El lanzamiento de “Me Retiro”, su primera colaboración con Grupo Frontera, es mucho más que un nuevo sencillo: es una declaración emocional que transforma el desamor en medicina musical. “Yo cierro mis ojos, abro mi corazón, y es muy fácil que mis dedos puedan expresar una historia positiva, con mucha esperanza y mucha fuerza”, dice Santana, quien ve a su guitarra como una extensión viva de su propio espíritu.
Producida por el multipremiado Edgar Barrera, ganador de 24 Latin Grammy®, la canción mezcla la icónica guitarra rebelde de Santana con los ritmos nostálgicos y auténticos de Frontera. El resultado es un himno multigeneracional que debutó mundialmente en el House of Blues de Las Vegas y llega justo antes del arranque del Oneness World Tour, su esperada gira europea.
Meditación, espiritualidad y unidad: el núcleo de Santana
Santana no es solo un guitarrista virtuoso; es un hombre profundamente espiritual. Desde 1972 practica la meditación, disciplina que, según él, es tan esencial como el aire y el agua. “Si las mujeres y los hombres empezaran a meditar por 15 minutos, darle más tiempo a su espíritu y alma, el mundo se compondría”, explicó.
Santana insiste en que cada persona es número uno en el corazón de Dios, sin importar quién sea ni de dónde venga. “Dios hizo el mundo redondo para que todos estemos en el centro de la arena. Todos tenemos la misma esencia de hacer bendiciones y milagros”, asegura, reafirmando su creencia de que la música es una herramienta para despertar la luz interior.
Para Santana, el verdadero milagro no está en los grandes gestos, sino en lo cotidiano. “El milagro para mí todos los días es transformar el miedo en alegría, con música o sin música”, asegura. Es una filosofía que aplica en cada aspecto de su vida: tocar, componer, soñar y conectar con quienes lo escuchan.
Lo que viene: nuevos proyectos, misma pasión
Aunque su energía parece inagotable, Santana reconoce que en las últimas semanas tuvo que escuchar más a su cuerpo. Tras un episodio reciente de deshidratación que lo llevó al hospital mientras ensayaba para un show en Texas, el artista asegura que ahora se cuida más. “Gracias a Dios estoy mejor que nunca. Mi esposa me ayuda a ponerle más atención al cuerpo, más comida y más agua”, le dijo a Us.
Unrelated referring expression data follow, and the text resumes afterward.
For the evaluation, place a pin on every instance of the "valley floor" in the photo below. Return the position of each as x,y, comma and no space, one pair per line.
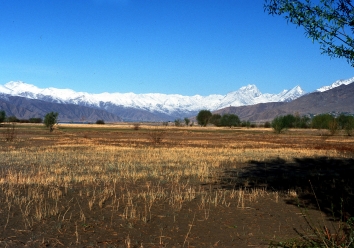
113,186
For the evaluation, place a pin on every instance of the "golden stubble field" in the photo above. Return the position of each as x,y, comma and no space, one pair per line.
112,186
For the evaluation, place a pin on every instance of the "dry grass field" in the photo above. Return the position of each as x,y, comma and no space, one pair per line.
113,186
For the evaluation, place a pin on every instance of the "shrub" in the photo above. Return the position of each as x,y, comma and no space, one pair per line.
156,135
12,119
136,126
203,117
100,122
2,116
35,120
267,124
187,121
178,122
10,132
279,124
229,120
215,119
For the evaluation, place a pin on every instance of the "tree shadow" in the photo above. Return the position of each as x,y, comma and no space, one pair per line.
330,180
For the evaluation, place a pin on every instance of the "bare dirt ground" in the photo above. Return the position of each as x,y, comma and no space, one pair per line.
112,186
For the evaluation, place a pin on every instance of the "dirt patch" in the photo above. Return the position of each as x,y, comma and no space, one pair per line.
202,188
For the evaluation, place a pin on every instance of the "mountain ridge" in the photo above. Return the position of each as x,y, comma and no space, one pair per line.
173,105
251,103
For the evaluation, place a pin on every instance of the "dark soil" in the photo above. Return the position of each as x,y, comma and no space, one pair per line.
325,183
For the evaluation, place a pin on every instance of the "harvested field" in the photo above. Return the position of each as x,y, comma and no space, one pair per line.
113,186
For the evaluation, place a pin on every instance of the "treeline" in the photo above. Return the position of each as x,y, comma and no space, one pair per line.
30,120
280,123
322,121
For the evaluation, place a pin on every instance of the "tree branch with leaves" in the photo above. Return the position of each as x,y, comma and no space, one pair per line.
329,22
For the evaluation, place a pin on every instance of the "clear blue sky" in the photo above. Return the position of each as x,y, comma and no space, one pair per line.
158,46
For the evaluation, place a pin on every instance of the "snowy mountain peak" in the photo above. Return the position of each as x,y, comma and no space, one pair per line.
336,84
19,86
172,105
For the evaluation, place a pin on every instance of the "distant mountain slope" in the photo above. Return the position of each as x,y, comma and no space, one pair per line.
339,99
161,106
24,108
336,84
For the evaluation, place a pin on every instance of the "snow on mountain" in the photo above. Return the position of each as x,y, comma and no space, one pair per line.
153,102
336,84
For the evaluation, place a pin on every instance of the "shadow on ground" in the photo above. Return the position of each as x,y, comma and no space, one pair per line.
331,180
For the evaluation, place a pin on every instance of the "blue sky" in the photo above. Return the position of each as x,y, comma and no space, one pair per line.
183,47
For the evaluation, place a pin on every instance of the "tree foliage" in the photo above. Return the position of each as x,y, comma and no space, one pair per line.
187,121
329,22
203,117
215,119
50,120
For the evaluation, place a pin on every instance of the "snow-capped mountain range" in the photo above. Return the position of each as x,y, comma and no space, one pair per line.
172,105
336,84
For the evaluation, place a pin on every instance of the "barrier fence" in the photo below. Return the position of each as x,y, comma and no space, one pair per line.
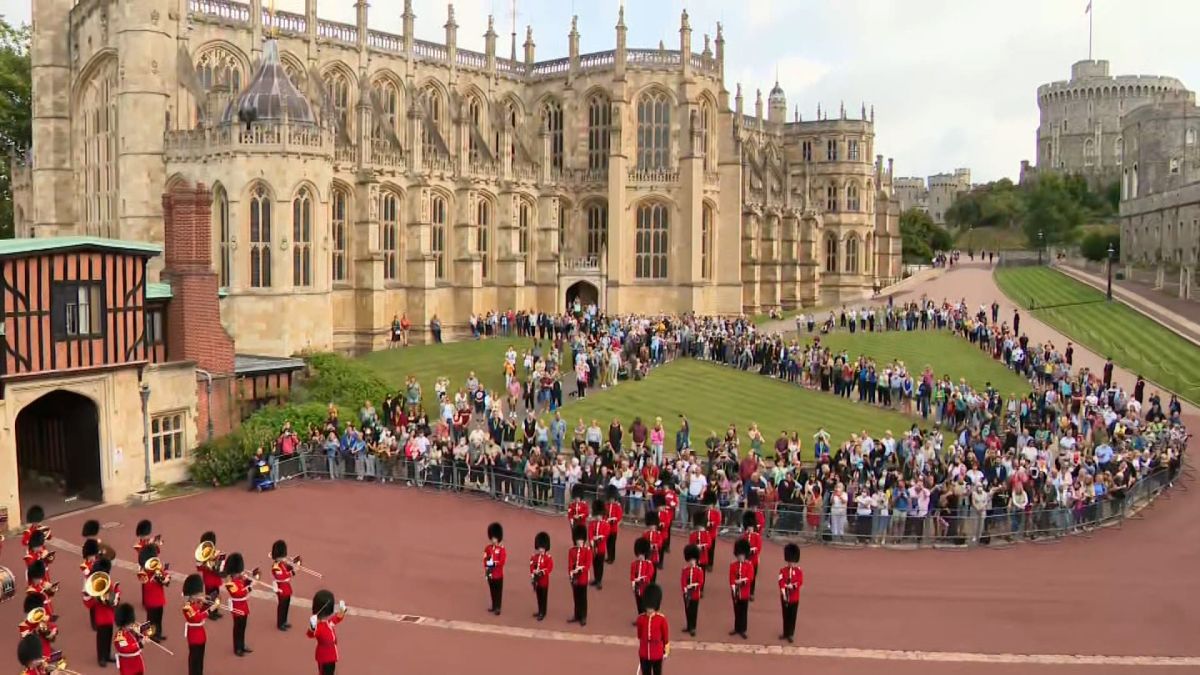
961,526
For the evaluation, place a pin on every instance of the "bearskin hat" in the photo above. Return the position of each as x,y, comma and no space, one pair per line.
125,615
323,603
742,548
193,585
652,597
792,553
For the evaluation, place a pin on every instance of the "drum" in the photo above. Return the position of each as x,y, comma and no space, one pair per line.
7,584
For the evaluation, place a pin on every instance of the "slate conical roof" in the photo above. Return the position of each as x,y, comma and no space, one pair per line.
270,94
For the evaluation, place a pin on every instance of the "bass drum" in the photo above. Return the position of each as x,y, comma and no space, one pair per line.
7,584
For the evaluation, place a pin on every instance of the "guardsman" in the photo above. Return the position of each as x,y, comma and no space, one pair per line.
102,613
210,572
282,572
577,511
741,579
541,563
155,578
598,536
691,581
750,535
713,524
196,613
495,556
613,515
127,641
791,578
238,586
579,568
322,627
641,572
39,622
653,634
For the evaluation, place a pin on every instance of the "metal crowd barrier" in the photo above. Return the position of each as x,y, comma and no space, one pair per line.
965,526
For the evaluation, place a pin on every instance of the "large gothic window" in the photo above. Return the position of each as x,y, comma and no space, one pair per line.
654,131
259,238
651,261
599,129
339,205
301,238
389,234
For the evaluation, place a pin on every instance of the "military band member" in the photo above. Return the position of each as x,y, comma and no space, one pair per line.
791,578
238,586
579,568
322,627
691,581
495,556
641,572
598,536
613,515
541,563
154,578
196,613
282,572
127,641
741,579
653,634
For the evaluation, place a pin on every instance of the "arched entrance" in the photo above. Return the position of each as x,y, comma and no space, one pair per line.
58,452
585,292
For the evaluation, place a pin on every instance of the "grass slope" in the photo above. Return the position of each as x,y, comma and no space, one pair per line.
1111,329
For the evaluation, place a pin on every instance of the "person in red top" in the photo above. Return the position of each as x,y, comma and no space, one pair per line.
495,556
653,634
713,524
196,613
613,515
691,583
579,568
322,627
598,536
154,578
641,572
750,536
791,578
282,572
101,608
127,641
741,578
541,563
238,586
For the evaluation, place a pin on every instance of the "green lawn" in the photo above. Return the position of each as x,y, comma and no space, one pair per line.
948,354
1111,329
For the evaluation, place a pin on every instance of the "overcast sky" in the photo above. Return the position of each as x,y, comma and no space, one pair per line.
953,82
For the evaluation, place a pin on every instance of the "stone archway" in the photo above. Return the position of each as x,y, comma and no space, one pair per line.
58,452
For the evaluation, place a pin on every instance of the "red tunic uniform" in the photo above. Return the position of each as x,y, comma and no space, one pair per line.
327,640
540,566
598,533
791,578
495,556
129,652
743,572
579,565
653,637
196,613
691,581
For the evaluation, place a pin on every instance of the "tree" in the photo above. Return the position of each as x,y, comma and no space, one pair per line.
16,111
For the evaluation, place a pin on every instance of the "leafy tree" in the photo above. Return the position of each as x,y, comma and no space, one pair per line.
16,111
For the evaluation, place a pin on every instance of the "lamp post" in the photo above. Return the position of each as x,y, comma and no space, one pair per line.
1111,254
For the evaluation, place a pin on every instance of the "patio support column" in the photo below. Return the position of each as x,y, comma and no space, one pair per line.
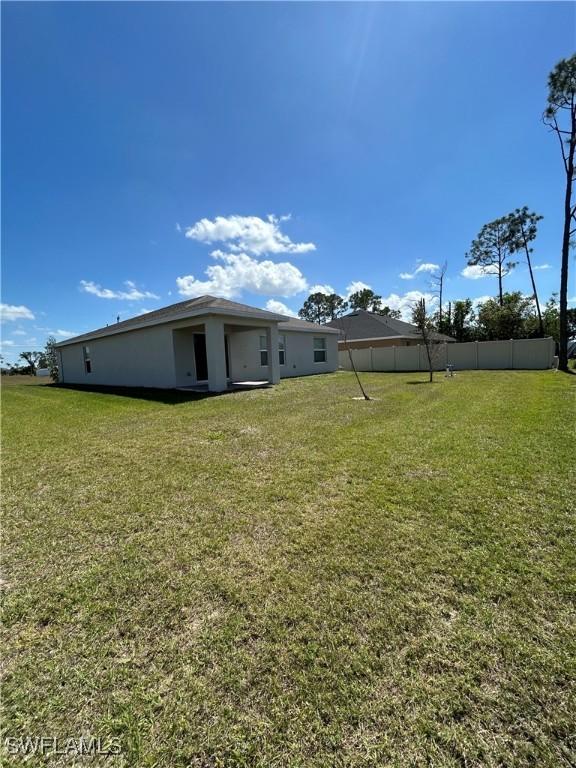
273,355
215,354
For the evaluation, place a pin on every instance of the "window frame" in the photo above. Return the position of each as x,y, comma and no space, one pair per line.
87,359
263,351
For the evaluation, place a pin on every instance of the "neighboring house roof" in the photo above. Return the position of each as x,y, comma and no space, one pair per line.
203,305
368,325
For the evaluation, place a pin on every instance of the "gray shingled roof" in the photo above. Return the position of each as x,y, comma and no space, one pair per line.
192,307
368,325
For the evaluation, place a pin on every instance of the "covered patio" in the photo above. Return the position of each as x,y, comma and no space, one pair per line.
208,354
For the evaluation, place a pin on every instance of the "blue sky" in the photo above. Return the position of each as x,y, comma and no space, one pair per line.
279,146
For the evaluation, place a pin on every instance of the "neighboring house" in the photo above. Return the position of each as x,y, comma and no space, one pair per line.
361,329
206,341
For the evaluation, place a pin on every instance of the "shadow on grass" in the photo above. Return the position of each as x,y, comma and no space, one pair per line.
423,382
165,396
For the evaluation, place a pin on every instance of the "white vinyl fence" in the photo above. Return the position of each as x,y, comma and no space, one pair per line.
533,354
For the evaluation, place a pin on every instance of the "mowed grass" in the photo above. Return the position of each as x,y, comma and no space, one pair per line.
291,577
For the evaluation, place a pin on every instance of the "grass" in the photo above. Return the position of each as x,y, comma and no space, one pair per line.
290,577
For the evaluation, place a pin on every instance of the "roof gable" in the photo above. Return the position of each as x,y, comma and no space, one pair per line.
182,309
369,325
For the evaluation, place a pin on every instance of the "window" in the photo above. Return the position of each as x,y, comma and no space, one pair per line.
263,351
87,360
319,350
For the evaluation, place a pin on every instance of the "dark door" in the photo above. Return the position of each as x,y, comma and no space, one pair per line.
227,360
200,357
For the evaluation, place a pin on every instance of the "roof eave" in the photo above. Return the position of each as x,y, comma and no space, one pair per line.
189,314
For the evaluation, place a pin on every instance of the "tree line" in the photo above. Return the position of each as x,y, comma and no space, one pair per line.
497,249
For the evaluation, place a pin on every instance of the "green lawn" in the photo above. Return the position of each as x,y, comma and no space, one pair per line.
291,577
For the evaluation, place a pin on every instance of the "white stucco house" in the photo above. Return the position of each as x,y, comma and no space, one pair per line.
206,342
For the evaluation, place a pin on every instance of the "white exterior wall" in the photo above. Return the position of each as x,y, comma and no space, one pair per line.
244,351
143,358
163,356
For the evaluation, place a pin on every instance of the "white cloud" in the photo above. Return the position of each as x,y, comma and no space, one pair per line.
247,234
476,271
131,294
406,302
327,289
354,287
239,272
65,334
13,312
281,309
426,267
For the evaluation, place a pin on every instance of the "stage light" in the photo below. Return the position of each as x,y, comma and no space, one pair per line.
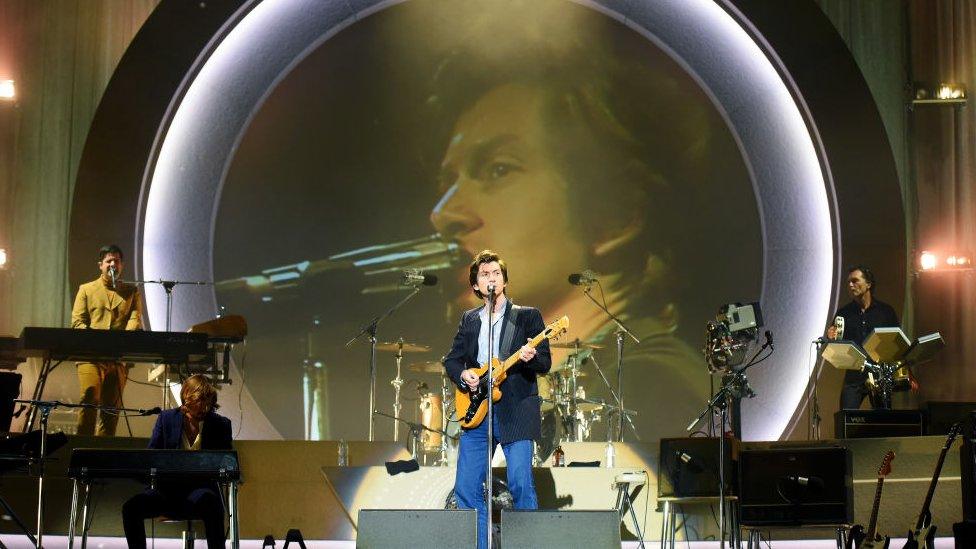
8,92
929,261
944,94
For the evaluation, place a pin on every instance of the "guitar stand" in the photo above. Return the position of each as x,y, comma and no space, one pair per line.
622,483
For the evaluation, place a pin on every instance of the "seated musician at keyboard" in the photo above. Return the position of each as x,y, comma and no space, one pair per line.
193,426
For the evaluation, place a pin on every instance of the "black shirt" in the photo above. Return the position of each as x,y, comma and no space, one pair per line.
858,325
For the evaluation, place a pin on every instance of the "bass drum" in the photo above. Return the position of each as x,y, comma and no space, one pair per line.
548,440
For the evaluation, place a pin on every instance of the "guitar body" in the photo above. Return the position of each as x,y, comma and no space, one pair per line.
921,539
877,543
472,406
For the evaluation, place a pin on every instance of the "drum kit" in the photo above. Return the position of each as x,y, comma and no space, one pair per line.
568,415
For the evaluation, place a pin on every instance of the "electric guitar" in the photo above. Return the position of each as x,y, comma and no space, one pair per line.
870,539
923,535
472,405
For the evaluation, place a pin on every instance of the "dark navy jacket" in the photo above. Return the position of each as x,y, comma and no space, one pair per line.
168,432
518,410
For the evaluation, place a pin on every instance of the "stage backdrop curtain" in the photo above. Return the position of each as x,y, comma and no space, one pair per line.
61,53
944,141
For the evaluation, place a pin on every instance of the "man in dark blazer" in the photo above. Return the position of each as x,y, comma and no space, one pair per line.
516,416
193,426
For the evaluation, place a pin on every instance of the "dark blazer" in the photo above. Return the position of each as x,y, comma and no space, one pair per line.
518,410
168,432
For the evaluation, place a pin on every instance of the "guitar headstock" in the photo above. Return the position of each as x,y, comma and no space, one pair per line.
556,328
953,433
885,468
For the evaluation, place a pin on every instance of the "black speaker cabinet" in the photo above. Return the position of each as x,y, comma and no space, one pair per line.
399,528
9,390
560,529
796,487
942,415
879,423
689,467
967,466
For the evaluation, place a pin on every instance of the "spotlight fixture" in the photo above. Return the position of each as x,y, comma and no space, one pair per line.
943,94
929,261
8,91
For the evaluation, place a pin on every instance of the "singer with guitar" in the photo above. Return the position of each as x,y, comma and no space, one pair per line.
516,415
862,315
105,303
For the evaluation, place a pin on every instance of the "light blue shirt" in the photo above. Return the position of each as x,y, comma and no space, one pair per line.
496,334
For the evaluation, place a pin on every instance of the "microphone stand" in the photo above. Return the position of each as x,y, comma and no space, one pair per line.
370,330
619,333
167,285
46,407
489,481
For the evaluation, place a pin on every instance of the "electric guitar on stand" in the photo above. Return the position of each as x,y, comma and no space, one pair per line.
923,535
472,406
871,540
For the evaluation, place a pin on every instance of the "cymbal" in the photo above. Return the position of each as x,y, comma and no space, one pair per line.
407,347
572,345
429,367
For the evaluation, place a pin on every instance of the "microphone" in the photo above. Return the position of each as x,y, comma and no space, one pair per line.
416,277
685,458
584,278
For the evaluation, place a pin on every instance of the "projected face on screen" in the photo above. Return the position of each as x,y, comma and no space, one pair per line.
581,147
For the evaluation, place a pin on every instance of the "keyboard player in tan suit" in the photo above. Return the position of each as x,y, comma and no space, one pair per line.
105,304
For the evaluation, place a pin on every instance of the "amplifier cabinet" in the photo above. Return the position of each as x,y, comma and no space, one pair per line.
879,423
796,487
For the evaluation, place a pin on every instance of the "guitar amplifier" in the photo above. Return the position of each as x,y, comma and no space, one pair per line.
796,487
879,423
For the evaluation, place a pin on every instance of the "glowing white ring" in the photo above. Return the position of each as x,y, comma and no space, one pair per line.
184,186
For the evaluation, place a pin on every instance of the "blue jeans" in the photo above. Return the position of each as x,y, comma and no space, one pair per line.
471,473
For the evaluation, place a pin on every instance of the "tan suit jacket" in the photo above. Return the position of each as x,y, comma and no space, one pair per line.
100,307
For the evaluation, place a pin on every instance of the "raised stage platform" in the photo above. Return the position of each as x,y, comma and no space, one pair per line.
298,484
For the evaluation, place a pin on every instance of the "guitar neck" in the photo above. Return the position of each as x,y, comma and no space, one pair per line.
510,361
873,524
920,523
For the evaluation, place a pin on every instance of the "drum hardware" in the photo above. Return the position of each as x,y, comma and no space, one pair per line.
415,431
428,367
619,333
369,330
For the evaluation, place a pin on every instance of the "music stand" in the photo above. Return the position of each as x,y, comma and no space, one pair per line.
887,345
844,355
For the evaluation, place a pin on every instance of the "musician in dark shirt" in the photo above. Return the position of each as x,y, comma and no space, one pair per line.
861,316
193,426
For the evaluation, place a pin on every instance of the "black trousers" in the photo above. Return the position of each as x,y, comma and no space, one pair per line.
203,503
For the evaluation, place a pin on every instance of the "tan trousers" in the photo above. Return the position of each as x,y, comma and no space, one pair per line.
101,384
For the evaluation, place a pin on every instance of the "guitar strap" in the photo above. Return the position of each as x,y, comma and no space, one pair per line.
506,343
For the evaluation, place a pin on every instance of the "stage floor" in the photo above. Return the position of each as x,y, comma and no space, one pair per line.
57,542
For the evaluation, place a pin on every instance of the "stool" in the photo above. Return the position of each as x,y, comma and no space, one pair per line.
754,539
622,483
189,537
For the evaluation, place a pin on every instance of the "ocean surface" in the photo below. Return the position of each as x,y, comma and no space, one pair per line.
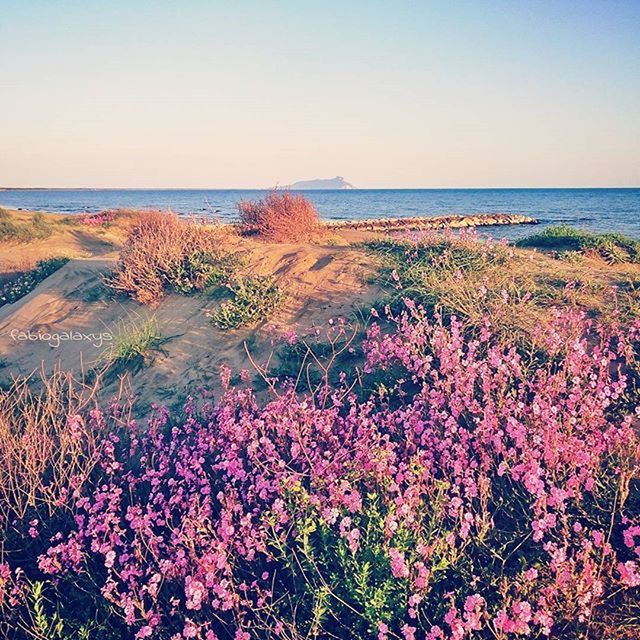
600,210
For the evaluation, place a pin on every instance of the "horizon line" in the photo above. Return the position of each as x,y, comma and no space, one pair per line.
77,188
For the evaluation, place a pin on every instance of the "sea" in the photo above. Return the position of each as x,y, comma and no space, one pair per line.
603,210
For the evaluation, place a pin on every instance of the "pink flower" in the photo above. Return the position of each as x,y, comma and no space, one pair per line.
399,568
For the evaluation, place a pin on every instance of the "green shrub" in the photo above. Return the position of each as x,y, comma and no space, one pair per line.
253,298
27,281
612,247
202,270
16,231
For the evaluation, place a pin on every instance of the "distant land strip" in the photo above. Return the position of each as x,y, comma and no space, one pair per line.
427,222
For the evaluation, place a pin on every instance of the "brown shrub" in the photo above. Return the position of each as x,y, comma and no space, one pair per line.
162,252
48,443
280,216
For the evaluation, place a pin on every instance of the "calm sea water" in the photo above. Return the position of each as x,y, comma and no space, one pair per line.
601,210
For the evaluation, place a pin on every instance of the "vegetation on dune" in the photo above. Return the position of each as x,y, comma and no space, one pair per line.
418,476
23,283
164,253
470,496
280,216
131,348
459,274
253,299
13,230
612,247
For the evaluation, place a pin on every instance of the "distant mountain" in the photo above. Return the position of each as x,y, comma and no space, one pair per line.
329,183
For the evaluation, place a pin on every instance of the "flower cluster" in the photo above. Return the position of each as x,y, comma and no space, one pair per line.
473,494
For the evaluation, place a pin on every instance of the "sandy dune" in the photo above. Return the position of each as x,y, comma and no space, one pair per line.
321,281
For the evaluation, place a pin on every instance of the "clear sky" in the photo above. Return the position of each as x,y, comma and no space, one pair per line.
187,93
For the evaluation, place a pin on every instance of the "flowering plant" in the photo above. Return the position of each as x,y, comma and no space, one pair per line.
473,494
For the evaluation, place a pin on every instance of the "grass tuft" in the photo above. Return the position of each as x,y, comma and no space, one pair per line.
132,348
614,248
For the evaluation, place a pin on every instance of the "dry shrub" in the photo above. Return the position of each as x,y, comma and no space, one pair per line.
280,216
159,254
48,443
Lejos de amedrentarse, Santana se siente “listo y fuerte” para todo lo que viene. Y aunque el título del nuevo sencillo es “Me Retiro”, el músico deja claro entre risas que no está pensando en bajarse de los escenarios. La canción habla de un adiós amoroso, no profesional. Cuando eso pasa, reflexiona, “hay que agarrar lo positivo, lo bendices, lo sueltas y ya no inviertes emocionalmente en algo que ya no tiene valor”.
Ese espíritu de resiliencia y reinvención también se refleja en cómo Santana concibe sus shows. “Gracias a Dios, no hay ninguna banda como Santana. Santana tiene una frecuencia, un sonido, una resonancia multidimensional”, dice orgulloso. “No somos turistas en África, ni en Islandia, ni en Japón. Santana es parte de la familia”, explicó, resaltando que sus presentaciones no son solo espectáculos, sino experiencias transformadoras. “Cuando la gente viene a vernos, empiezan a llorar, a bailar, a cantar… y se acuerdan de que también ellos pueden compartir su luz”.
Con esa visión, Santana sigue enfocado en lo que más lo apasiona: crear música, tocar para sanar y perseguir su gran sueño de ver un Woodstock latino hecho realidad. Para él, cada acorde es una oportunidad para unir corazones, trascender fronteras y, como él mismo dice, transformar el miedo en alegría.